> testing that all of it is valid is not trivial If it was easy then people woul...

bigiain · on Nov 25, 2021

Being 100% confident you've got a bit for bit copy of what you think you have, doesn't mean you have a restore process that works.

Unless you've tested and proven to your self you can bring up a working system from your backups, you've only done the first half of your disaster recover work.

For me, that means restoring onto your cold spare hardware (either identical or similar-enough for you), shutting down your system pulling it's drives and replacing them with blank ones and restoring onto that (but be careful you can be sure you don't need that specific hardware/firmware/peripherals - cause in 18 months time when someone backs a truck into your office and load all your electronics into it you might not be able to get an identical system), or restoring a running system onto newly provisioned instances on cloud-provider-of-choice.

Prove to yourself at least, that you can have business continuity in a know amount of time once you pull the pin on your DR/restore-from-backups plan.

kqr · on Nov 25, 2021

Yup, this is it.
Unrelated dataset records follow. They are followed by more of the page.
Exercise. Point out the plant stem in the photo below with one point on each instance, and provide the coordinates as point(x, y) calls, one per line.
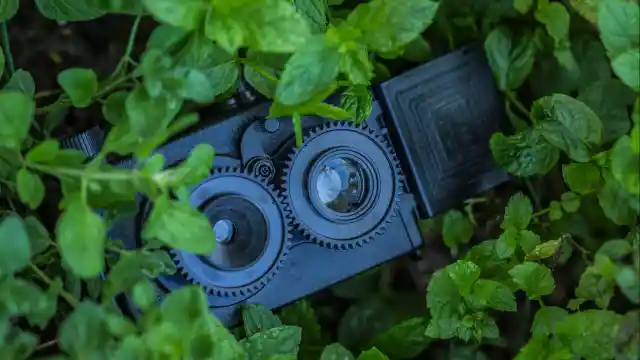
point(6, 47)
point(63, 293)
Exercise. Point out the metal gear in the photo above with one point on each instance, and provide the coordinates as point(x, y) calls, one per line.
point(327, 228)
point(240, 196)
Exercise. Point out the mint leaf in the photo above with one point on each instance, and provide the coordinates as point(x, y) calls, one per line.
point(311, 70)
point(546, 318)
point(79, 84)
point(518, 212)
point(569, 125)
point(524, 154)
point(456, 229)
point(30, 188)
point(589, 333)
point(16, 115)
point(358, 101)
point(387, 25)
point(495, 295)
point(257, 318)
point(582, 178)
point(535, 279)
point(510, 59)
point(68, 10)
point(180, 226)
point(283, 340)
point(336, 351)
point(14, 241)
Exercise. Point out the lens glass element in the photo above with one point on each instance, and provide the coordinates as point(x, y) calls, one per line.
point(341, 184)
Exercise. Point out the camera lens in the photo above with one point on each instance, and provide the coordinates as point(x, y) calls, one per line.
point(341, 184)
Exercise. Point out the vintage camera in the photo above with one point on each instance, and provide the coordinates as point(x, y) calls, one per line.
point(290, 221)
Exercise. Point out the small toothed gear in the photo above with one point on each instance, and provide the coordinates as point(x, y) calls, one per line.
point(253, 240)
point(377, 180)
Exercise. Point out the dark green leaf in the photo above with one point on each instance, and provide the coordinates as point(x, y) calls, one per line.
point(358, 101)
point(590, 334)
point(535, 279)
point(511, 59)
point(311, 70)
point(518, 212)
point(283, 340)
point(315, 12)
point(68, 10)
point(546, 319)
point(16, 115)
point(21, 81)
point(80, 85)
point(81, 236)
point(387, 25)
point(30, 188)
point(336, 351)
point(457, 229)
point(14, 240)
point(257, 318)
point(180, 226)
point(582, 178)
point(524, 154)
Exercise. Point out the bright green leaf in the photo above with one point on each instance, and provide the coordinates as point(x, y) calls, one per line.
point(535, 279)
point(81, 236)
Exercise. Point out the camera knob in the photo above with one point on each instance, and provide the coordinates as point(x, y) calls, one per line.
point(89, 142)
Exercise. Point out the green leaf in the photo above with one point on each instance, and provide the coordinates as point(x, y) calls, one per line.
point(457, 229)
point(464, 274)
point(358, 101)
point(524, 154)
point(590, 334)
point(84, 332)
point(615, 249)
point(518, 212)
point(257, 318)
point(8, 8)
point(535, 279)
point(311, 70)
point(625, 66)
point(387, 25)
point(510, 59)
point(68, 10)
point(14, 240)
point(81, 236)
point(544, 250)
point(16, 115)
point(21, 81)
point(625, 165)
point(523, 6)
point(618, 24)
point(628, 280)
point(275, 26)
point(546, 318)
point(495, 295)
point(336, 351)
point(315, 12)
point(186, 14)
point(282, 340)
point(405, 340)
point(180, 226)
point(582, 178)
point(30, 188)
point(568, 124)
point(570, 202)
point(372, 354)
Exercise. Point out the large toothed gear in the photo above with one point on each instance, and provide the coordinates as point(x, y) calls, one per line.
point(252, 234)
point(342, 185)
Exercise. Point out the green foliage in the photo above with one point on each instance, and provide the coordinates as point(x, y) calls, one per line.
point(570, 79)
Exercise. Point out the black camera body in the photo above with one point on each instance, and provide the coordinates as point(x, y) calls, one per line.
point(291, 221)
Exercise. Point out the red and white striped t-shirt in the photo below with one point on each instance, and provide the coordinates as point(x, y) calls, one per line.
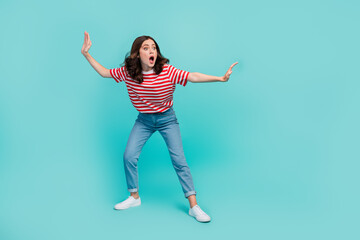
point(155, 93)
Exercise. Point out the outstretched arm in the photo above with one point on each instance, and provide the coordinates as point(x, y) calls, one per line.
point(200, 77)
point(97, 66)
And you don't need to do it for every single backup. Before running the backup, do four coin flips. If they all end up heads (adjust the number of flips based on or how much time you can afford to spend on backup testing) you test the full recovery process of the impending backup.
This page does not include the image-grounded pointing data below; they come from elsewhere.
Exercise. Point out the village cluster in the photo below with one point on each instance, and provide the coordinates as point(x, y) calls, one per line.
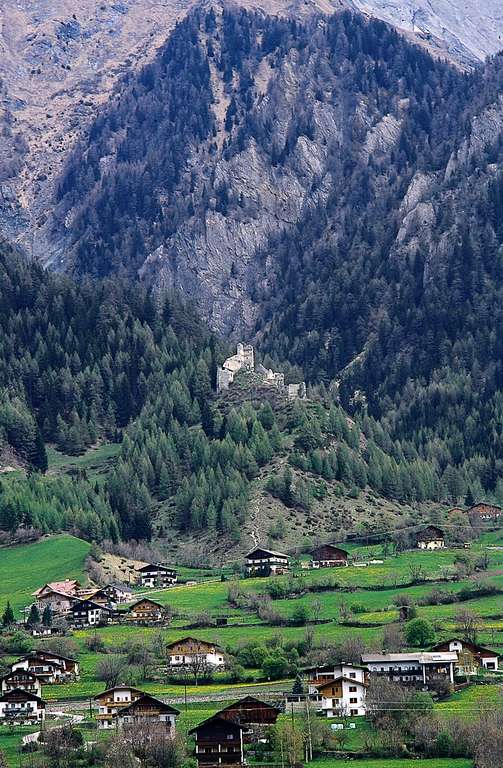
point(333, 690)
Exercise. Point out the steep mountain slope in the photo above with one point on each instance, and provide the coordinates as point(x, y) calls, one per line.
point(466, 31)
point(328, 188)
point(239, 131)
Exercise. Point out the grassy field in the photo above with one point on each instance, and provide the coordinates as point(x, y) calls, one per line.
point(26, 567)
point(447, 762)
point(373, 590)
point(95, 462)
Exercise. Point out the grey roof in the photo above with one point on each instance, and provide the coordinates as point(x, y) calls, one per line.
point(421, 657)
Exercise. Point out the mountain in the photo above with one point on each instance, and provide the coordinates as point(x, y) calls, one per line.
point(323, 186)
point(97, 368)
point(59, 66)
point(465, 31)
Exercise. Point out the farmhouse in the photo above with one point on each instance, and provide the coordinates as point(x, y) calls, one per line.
point(21, 679)
point(254, 715)
point(148, 709)
point(329, 556)
point(66, 587)
point(218, 742)
point(156, 576)
point(19, 706)
point(323, 673)
point(146, 612)
point(342, 696)
point(48, 672)
point(430, 537)
point(189, 651)
point(483, 511)
point(421, 669)
point(70, 666)
point(87, 613)
point(481, 657)
point(112, 701)
point(265, 562)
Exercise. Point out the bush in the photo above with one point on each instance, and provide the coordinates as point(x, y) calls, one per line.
point(419, 632)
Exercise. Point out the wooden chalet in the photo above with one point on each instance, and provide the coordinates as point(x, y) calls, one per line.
point(265, 562)
point(323, 673)
point(70, 666)
point(21, 707)
point(342, 697)
point(430, 537)
point(87, 613)
point(60, 602)
point(48, 672)
point(146, 612)
point(112, 701)
point(254, 715)
point(21, 679)
point(219, 741)
point(329, 556)
point(190, 650)
point(470, 655)
point(156, 575)
point(66, 587)
point(148, 709)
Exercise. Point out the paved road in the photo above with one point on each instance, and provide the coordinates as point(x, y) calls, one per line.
point(270, 691)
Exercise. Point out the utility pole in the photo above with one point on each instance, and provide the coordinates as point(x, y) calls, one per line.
point(309, 731)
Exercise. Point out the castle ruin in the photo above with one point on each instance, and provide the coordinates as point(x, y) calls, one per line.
point(244, 360)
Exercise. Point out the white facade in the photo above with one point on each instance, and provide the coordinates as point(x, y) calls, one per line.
point(327, 673)
point(27, 710)
point(434, 544)
point(343, 697)
point(421, 667)
point(111, 702)
point(213, 659)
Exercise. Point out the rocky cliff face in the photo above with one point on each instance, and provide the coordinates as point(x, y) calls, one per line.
point(59, 61)
point(465, 31)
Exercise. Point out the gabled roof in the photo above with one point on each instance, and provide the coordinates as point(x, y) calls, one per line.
point(333, 547)
point(429, 532)
point(62, 587)
point(17, 672)
point(36, 657)
point(156, 567)
point(252, 701)
point(192, 640)
point(328, 683)
point(87, 601)
point(328, 667)
point(19, 694)
point(41, 652)
point(146, 698)
point(119, 688)
point(145, 600)
point(466, 644)
point(266, 551)
point(230, 724)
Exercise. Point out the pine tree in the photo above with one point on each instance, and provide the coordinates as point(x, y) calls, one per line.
point(47, 616)
point(34, 616)
point(8, 616)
Of course, it will depend on several parameters, but in my experience, doing a thorough test for a random subset of items is often more economical than a half-assed test of all items.

As a bonus, the random sampling will let you infer things about the totality of all items. (As opposed to any other scheme for selecting which items to test.) So once you've run 27 tests and only one failed, you know at least 85 % of your backups work. At 1/20th of the cost of testing them all, this is a good deal on information.